Einfach mal den Browse-Cache löschen.


----------



## stadi (25. Dez 2009)

hab ich schon gemacht!! funktioniert auch nicht!


----------



## L-ectron-X (26. Dez 2009)

Welchen IE benutzt du?
Hast du auch andere Browser probiert?
Gibt es jetzt eine Fehlermeldung in der Java-Konsole?


----------



## stadi (26. Dez 2009)

also ich benutzte IE 8!
Es gibt keine Fehlermeldung in der Java-Console!
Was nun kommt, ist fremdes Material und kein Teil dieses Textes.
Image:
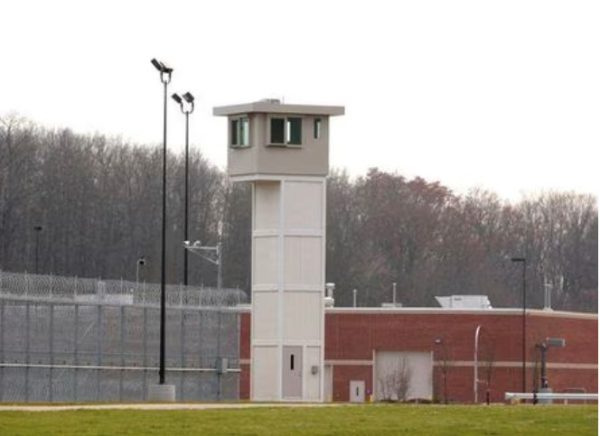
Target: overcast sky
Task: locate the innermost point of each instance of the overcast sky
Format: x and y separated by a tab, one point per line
504	95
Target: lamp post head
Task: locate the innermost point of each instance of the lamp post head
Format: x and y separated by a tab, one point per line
177	98
188	97
162	67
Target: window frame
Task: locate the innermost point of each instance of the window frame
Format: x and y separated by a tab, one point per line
286	130
239	138
317	128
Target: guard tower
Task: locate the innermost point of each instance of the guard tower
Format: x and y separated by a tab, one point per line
283	150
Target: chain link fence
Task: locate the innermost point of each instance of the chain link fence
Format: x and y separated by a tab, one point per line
67	339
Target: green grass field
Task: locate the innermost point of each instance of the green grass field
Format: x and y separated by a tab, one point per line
354	420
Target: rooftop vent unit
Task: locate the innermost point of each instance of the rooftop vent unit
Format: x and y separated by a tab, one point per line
464	302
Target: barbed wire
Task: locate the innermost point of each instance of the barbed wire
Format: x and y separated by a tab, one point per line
119	292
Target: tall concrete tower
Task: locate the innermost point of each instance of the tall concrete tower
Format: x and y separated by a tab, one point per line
283	150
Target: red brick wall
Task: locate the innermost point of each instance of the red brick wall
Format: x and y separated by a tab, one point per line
354	336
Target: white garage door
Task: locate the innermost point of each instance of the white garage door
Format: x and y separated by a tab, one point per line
403	375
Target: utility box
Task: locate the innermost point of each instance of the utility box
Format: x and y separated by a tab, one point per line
283	150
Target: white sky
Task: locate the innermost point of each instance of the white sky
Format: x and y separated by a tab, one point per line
499	94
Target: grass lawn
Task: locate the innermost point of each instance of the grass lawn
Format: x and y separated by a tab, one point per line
373	419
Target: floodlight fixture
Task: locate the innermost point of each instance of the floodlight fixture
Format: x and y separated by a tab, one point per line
160	66
177	98
188	97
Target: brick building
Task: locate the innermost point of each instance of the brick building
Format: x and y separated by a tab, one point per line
429	353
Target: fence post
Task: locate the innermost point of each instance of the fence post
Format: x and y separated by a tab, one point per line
76	350
50	373
2	330
219	376
27	349
145	351
182	350
122	352
98	349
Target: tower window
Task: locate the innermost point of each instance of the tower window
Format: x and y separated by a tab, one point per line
285	131
317	128
240	132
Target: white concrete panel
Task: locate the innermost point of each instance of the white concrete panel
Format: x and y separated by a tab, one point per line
265	373
412	369
312	380
266	205
265	267
264	315
303	205
303	262
302	316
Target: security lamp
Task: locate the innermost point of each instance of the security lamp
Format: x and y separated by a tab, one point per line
177	98
161	66
188	97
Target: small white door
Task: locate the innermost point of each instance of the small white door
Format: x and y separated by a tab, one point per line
357	391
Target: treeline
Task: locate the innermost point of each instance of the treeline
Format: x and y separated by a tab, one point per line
98	201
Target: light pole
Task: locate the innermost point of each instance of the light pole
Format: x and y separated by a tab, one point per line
186	110
37	229
165	78
442	344
476	364
138	265
523	261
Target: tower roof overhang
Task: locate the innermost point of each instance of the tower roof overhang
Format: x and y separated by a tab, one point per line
275	107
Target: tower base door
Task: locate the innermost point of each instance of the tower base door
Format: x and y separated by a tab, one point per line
357	391
292	372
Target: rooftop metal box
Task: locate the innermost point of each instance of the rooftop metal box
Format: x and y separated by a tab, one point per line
267	138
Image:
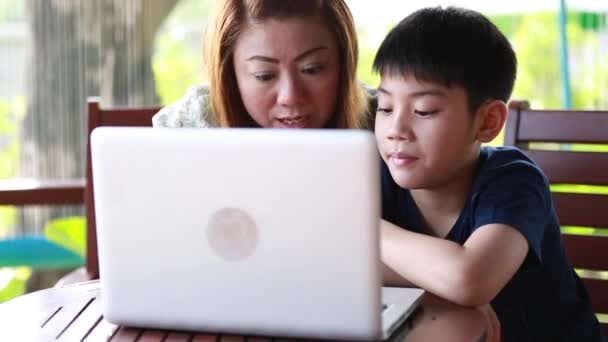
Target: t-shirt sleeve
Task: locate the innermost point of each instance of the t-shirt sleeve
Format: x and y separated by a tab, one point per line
516	194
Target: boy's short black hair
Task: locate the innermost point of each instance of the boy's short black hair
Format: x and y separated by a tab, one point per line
451	46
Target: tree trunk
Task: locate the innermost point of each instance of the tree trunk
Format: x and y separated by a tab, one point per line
80	49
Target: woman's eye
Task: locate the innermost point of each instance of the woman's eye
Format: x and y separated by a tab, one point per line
314	69
425	113
263	77
384	111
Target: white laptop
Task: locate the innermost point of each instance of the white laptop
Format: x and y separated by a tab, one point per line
252	231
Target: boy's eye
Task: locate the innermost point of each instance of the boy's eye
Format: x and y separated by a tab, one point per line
384	111
425	113
313	69
263	77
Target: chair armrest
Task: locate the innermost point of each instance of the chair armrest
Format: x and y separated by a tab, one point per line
21	192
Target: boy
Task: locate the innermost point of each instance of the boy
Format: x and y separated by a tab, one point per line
469	224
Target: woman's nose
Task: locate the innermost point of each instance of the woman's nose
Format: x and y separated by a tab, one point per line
291	92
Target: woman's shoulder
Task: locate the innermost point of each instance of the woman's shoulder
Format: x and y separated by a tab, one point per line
192	110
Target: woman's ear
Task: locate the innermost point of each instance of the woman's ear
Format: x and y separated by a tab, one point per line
491	118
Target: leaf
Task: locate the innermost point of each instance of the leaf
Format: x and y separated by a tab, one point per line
13	282
69	233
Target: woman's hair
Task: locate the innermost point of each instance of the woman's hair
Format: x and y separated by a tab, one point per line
231	17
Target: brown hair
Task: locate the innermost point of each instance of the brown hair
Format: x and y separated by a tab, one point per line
231	16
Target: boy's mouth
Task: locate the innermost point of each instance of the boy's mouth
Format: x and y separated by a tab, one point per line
401	159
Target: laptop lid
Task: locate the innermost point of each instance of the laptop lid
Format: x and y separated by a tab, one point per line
254	231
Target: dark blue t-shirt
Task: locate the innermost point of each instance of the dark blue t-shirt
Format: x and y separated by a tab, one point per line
545	300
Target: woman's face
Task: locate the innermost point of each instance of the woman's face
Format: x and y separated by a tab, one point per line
288	72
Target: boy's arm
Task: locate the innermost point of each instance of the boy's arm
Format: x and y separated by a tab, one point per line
470	275
392	278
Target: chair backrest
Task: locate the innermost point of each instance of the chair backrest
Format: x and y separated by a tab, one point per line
105	117
569	165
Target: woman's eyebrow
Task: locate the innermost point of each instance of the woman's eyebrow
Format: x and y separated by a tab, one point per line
276	61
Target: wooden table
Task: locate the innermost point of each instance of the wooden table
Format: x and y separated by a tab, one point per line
73	313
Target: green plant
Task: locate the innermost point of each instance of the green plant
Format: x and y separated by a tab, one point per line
69	233
13	282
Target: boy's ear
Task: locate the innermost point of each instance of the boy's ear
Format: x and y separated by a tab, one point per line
491	118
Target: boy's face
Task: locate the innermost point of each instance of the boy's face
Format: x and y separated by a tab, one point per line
425	132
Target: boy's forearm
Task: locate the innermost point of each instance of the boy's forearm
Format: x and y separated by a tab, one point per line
392	278
434	264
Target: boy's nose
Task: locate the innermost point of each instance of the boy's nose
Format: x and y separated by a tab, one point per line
291	92
399	128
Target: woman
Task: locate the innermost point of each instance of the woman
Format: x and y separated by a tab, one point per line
276	63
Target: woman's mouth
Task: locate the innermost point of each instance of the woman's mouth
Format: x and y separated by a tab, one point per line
292	122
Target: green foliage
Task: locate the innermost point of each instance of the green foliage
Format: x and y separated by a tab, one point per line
11	113
176	68
366	60
69	233
536	42
177	62
13	282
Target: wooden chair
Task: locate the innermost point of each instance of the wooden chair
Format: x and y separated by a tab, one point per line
75	191
588	252
105	117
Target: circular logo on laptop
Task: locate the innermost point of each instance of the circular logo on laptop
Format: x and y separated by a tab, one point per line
232	234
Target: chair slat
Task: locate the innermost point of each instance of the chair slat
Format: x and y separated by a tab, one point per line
58	192
127	117
572	167
598	290
586	210
563	126
587	252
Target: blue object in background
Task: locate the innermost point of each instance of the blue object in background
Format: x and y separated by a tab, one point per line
36	252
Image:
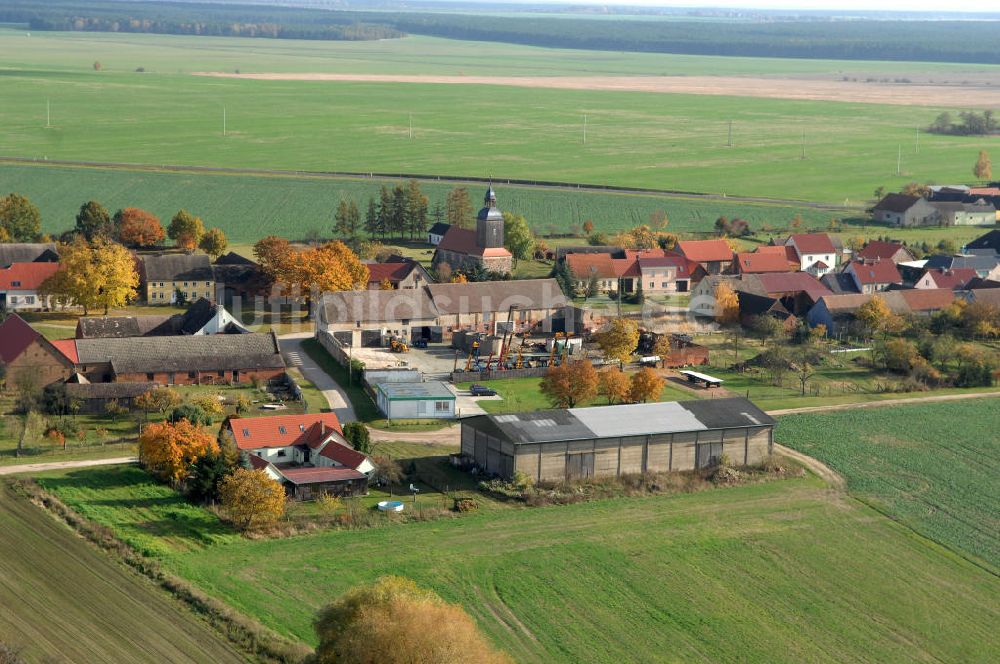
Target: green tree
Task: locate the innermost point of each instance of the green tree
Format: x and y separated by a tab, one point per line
517	236
213	242
19	218
458	208
186	229
416	209
93	220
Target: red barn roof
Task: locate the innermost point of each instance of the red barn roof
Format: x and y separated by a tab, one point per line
878	272
26	276
812	243
705	251
254	433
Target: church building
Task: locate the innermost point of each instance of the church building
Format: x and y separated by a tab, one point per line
464	250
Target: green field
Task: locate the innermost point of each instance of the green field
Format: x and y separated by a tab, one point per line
782	571
932	466
64	601
248	207
672	142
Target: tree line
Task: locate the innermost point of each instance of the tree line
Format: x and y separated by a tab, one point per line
194	19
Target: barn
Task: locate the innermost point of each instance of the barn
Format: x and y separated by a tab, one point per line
577	443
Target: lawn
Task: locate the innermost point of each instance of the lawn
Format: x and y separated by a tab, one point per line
675	142
932	466
66	601
523	394
716	576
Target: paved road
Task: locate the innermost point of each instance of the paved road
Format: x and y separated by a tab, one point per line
295	356
62	465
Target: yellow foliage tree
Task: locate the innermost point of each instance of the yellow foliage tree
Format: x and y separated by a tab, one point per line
252	499
570	383
727	304
645	385
619	340
393	621
613	384
169	450
91	275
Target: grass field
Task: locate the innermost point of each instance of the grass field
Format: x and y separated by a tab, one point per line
783	571
932	466
662	141
66	601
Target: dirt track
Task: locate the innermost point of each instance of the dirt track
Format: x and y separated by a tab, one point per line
970	96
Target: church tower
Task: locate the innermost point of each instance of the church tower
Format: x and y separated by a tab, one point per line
489	223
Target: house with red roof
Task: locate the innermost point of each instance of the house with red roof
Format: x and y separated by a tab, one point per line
873	276
714	256
762	262
815	252
19	284
953	279
307	454
879	250
27	355
400	275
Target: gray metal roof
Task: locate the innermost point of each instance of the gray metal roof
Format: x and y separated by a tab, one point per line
626	420
431	389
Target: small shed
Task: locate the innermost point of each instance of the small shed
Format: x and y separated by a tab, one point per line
428	399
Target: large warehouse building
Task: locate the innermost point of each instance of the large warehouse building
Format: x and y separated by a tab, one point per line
617	440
Bei Firefox kommt: fehlendes Plugin: application/x-java-applets, aber das finde ich nicht


----------



## stadi (26. Dez 2009)

das applet läuft jetzt auch im Firefox!
jedoch habe ich mir vom Inet ein paar jar-Dateien heruntergeladen und diese in mein applet eingebunden und genau die findet er nicht, meldet die Java-Console.
Also, wie kann ich diese jars so einbinden, dass sie auch gefunden werden??


----------



## L-ectron-X (26. Dez 2009)

Du hättest schon lange mal in die FAQs gucken müssen, da ist u.a. beschrieben, welche Probleme es geben kann, womit sie zusammenhängen und wie Applets eingebunden werden.
http://www.java-forum.org/applets/4482-verweigert-browser-anzeige-java-applets.html


----------